Ok, now I see. So, in point (c), you have:
$$log(y) = \beta_{0} + \beta_{k}log(k) + \beta_{l}log(l) + \varepsilon$$
and estimate it: we will call this the $unrestricted$ model, since we aren't making any restriction on the parameters. We find that $SSE_{unrest}$ $=$ $0.085$
Let's now move to the $restricted$ model. In Economic terms, you are assuming constant returns to scale: have $\beta_{k}$ $+$ $\beta_{l}$ $=$ $1$. Working out the algebra we obtain the model you have in point (e):
$$log(\frac{y}{l}) = \beta_{0} + \beta_{kl}log(\frac{k}{l})$$.
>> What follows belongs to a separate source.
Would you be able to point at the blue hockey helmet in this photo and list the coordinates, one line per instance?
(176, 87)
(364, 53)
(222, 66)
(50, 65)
We know that, for this model, $SSE_{rest}$ $=$ $0.115$. Considering that we have, de facto, put one only restriction, the F Test will be:
$$F = \frac{\frac{SSE_{rest} - SSE_{unrest}}{1}}{\frac{SSE_{unrest}}{n - k}} = \frac{0.115 - 0.085}{\frac{0.085}{n - 3}}$$
where $n$ is the sample size. You then have to check whether the computed F is larger or not of $F_{1, n - 3}$. If yes, Reject the hypothesis $\beta_{k}$ $+$ $\beta_{l}$ $=$ $1$.